From July 24 to 28 we carried all our gear to the base of the route. We also started to experience altitude sickness, so we realized we must take time to acclimatize. After two days, one day to climb, one to haul all our gear (120kg), we established Camp 2 on the shoulder at 5,400m. The next two days we climbed 14 pitches of Eternal Flame. The route is almost entirely a hand or finger crack. The cracks were nearly free from ice and the temperature was quite agreeable. To describe the climb: take all your best granite climbing and put it on one route. It’s incredible; perfect and clean. We fixed ropes (ca 500 meters) as far as two hard pitches, then had to wait for four days of poor weather to clear before we could climb again. The temperature was now very cold but by the afternoon of August 7 we reached the summit. It was the first time any of us has visited the Himalaya/Karakoram and we stayed for an hour, dreaming in front of the giant peaks; K2, Broad Peak, Gl, and G4.

After a rest day we went back up the route in poor weather to look at the two famous crux pitches. On our previous summit day we had climbed these two pitches using aid and they seemed very thin and blind. We tried the moves and—oh!, what a surprise—it’s possible to climb them free. Unfortunately, we had to wait as it snowed everyday and the wall turned white. On the 13th we tried to climb, once more jumaring back up 500 meters of rope. The weather was snowy and windy, and made it almost impossible to climb such difficult moves; the shoes don’t adhere, and the hands.…

August 14 had to be our last day on the wall. The porters would arrive the following day and we had to take down all our gear. Although the weather was very unstable, it was at least a bit warmer. High on the face the rock was dry. I tried the 16th pitch first and it went at 7c (5.12d). Then the snow started to fall so I spent my first attempt on the 15th pitch finding new holds that would be good enough to use in the prevailing weather. My motivation was at its maximum; it was now or never. My last try was a good one (7c/7c+, 5.13a) and the pitch was now free.

With the weather conditions as they were, we needed 17 days on the wall to make an almost free ascent of the route. There still remains one aid pitch on a blank wall to challenge future parties. But this was a wonderful climb and my congratulations to the first ascensionists. [Editor’s note: the team did not free climb pitch 10, which has a 15-meter section of blank granite with a bolt ladder. It appears to be unclimbable without aid, though the Swiss believe it might be possible to bypass this section via a two-pitch variation to the right.]
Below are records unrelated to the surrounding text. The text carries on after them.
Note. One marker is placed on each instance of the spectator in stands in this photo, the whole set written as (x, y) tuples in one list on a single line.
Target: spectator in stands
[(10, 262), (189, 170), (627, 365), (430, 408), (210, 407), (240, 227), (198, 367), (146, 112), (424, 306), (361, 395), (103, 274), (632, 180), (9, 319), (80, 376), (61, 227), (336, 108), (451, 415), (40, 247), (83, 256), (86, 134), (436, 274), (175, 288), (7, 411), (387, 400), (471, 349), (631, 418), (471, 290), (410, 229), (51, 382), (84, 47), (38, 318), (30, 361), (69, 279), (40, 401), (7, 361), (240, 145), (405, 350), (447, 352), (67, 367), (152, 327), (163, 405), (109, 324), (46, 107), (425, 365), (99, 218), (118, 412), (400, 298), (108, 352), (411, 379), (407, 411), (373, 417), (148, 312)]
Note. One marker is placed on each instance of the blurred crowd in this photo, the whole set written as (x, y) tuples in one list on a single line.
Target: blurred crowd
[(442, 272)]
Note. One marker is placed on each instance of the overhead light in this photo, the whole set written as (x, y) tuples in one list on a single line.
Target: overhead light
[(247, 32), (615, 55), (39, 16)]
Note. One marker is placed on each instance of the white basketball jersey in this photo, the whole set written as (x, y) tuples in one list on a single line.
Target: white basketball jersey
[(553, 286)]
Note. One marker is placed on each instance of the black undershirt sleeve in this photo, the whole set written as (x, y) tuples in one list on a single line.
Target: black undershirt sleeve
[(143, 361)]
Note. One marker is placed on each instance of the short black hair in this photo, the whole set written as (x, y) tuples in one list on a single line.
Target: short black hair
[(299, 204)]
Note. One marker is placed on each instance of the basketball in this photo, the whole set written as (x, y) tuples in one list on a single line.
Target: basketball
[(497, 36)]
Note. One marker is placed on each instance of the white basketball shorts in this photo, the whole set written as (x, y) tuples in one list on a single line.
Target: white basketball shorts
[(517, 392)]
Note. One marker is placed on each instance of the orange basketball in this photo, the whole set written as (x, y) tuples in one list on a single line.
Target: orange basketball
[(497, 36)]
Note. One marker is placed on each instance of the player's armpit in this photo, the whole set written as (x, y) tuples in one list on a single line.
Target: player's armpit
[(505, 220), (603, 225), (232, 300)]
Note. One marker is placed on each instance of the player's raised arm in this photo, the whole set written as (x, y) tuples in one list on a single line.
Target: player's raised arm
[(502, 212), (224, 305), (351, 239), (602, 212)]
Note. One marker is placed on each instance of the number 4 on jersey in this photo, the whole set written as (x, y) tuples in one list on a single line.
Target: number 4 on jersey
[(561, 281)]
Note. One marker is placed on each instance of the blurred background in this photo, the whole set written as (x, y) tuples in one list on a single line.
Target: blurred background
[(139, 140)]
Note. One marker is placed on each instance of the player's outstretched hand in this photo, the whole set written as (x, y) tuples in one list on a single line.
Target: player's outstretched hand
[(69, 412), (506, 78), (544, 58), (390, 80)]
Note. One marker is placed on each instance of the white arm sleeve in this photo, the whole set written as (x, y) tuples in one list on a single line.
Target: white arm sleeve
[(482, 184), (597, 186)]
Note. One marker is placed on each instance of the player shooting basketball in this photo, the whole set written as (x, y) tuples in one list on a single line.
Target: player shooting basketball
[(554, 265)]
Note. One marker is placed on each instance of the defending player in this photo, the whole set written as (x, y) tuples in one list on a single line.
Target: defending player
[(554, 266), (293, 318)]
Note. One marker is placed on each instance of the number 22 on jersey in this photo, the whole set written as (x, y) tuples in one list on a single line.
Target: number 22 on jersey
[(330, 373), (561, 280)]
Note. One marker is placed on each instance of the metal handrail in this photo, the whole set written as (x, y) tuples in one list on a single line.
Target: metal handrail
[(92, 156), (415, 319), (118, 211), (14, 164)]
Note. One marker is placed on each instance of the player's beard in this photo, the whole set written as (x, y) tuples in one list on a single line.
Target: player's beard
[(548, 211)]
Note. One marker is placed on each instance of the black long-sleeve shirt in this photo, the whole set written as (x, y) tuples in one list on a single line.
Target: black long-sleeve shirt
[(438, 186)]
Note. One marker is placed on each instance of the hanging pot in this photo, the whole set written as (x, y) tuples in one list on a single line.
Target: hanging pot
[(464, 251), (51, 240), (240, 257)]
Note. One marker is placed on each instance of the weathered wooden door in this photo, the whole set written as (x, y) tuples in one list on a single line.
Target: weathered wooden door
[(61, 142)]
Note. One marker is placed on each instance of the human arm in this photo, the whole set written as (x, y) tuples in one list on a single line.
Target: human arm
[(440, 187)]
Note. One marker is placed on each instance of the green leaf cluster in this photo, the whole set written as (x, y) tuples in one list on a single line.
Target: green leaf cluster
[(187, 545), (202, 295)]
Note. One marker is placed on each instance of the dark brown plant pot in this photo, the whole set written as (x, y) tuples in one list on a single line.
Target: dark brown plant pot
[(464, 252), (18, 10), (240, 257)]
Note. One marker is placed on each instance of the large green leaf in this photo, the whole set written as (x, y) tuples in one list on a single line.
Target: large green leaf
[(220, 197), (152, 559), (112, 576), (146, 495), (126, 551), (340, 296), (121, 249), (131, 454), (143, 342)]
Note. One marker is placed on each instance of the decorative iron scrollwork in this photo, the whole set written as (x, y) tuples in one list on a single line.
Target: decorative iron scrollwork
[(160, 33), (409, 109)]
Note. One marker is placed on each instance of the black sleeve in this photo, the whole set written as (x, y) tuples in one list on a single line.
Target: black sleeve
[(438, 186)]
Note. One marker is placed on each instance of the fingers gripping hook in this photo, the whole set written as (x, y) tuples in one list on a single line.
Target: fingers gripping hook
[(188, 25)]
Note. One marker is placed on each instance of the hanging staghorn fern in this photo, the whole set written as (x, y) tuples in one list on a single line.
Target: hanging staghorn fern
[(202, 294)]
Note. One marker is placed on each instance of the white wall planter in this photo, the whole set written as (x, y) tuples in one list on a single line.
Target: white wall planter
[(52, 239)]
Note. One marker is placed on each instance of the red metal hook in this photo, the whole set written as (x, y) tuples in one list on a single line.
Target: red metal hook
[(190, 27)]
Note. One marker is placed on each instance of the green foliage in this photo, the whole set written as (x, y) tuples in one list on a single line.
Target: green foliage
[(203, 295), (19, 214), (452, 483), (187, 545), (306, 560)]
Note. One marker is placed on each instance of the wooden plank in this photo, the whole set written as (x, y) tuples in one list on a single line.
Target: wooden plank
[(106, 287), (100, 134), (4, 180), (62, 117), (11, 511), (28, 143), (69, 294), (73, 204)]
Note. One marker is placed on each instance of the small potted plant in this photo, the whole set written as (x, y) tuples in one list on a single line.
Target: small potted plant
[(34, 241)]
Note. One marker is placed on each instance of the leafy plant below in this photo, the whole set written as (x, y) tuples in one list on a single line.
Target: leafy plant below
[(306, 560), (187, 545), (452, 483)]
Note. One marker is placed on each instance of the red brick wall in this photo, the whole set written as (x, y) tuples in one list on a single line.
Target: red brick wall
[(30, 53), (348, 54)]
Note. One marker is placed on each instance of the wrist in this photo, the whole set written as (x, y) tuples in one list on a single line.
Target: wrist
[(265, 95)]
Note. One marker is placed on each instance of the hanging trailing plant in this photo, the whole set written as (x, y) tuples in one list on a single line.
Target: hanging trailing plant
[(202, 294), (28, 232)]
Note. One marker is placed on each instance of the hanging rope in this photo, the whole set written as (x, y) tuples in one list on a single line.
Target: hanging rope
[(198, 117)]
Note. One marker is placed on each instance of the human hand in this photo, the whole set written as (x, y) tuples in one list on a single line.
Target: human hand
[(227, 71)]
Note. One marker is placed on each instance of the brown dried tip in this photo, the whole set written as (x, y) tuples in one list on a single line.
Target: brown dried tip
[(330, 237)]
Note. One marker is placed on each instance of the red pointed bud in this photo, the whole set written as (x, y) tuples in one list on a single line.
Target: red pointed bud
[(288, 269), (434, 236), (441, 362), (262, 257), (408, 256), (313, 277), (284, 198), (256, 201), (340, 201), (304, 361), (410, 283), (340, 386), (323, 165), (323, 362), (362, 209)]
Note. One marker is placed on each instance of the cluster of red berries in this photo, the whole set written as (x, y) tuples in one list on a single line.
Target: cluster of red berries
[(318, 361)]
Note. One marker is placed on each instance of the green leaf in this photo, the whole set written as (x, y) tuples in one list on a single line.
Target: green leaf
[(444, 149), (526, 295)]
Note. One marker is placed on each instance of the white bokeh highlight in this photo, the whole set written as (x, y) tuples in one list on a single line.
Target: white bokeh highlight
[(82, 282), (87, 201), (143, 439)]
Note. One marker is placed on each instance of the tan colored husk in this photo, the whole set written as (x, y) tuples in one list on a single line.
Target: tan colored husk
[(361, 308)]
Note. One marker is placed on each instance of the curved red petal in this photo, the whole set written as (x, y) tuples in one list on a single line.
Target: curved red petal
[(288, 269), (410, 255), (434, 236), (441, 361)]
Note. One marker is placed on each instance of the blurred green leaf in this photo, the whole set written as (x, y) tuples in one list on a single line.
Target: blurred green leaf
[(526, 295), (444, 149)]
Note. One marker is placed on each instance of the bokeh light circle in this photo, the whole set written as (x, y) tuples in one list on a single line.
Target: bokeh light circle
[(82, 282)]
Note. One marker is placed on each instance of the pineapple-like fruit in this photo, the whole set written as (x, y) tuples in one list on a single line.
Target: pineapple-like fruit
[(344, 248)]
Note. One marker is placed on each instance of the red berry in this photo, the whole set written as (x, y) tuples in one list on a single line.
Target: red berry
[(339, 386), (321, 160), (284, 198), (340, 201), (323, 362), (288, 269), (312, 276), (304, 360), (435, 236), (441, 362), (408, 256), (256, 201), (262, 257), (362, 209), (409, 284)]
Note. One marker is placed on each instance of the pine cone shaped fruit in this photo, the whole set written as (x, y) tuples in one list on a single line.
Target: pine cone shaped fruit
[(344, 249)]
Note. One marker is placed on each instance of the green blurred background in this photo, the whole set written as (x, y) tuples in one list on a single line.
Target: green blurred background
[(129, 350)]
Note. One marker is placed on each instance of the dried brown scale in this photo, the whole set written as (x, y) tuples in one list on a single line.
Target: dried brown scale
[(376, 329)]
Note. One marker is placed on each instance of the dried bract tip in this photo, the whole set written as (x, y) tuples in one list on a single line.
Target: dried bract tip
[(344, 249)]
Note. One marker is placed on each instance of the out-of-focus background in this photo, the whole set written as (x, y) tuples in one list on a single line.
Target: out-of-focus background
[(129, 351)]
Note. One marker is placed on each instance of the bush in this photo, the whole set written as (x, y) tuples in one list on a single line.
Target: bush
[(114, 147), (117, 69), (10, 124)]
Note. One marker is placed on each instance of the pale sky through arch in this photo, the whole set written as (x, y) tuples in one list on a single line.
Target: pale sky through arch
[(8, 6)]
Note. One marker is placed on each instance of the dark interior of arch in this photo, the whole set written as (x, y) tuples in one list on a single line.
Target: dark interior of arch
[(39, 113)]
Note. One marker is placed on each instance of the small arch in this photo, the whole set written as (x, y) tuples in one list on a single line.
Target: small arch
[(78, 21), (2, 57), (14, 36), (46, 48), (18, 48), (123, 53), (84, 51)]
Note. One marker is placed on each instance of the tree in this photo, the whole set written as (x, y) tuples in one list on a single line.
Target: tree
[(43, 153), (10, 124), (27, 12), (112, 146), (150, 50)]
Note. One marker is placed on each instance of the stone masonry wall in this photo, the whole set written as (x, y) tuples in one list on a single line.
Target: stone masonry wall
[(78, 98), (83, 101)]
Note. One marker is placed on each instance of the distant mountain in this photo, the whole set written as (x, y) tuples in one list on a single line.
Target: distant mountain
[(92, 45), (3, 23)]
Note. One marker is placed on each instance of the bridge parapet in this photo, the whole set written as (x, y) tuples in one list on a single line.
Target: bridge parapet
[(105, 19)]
Eternal Flame (1,000m, 7b+ and A2, Albert-Güllich-Stiegler-Sykora, 1989). An almost free ascent was made by Denis Burdet and Nicolas Zambetti, both of Switzerland, and Toni Arbones of Spain. Access to The Shoulder via the Slovenian Route [Note: this avoids the original start climbed by the Germans, which requires an approach up a dangerously stone-swept couloir above the Dunge Glacier] gave nine pitches to 7a+ (5.12a). Eternal Flame above the Shoulder gave 22 pitches, 7c/7c+ (5.13a) max with one bolt ladder. The climbing was sustained 7a (5.12a) to 7b (5.12c) on 16 pitches and the two crux free pitches (15 and 16) are above 6,000m. The total length was 31 pitches.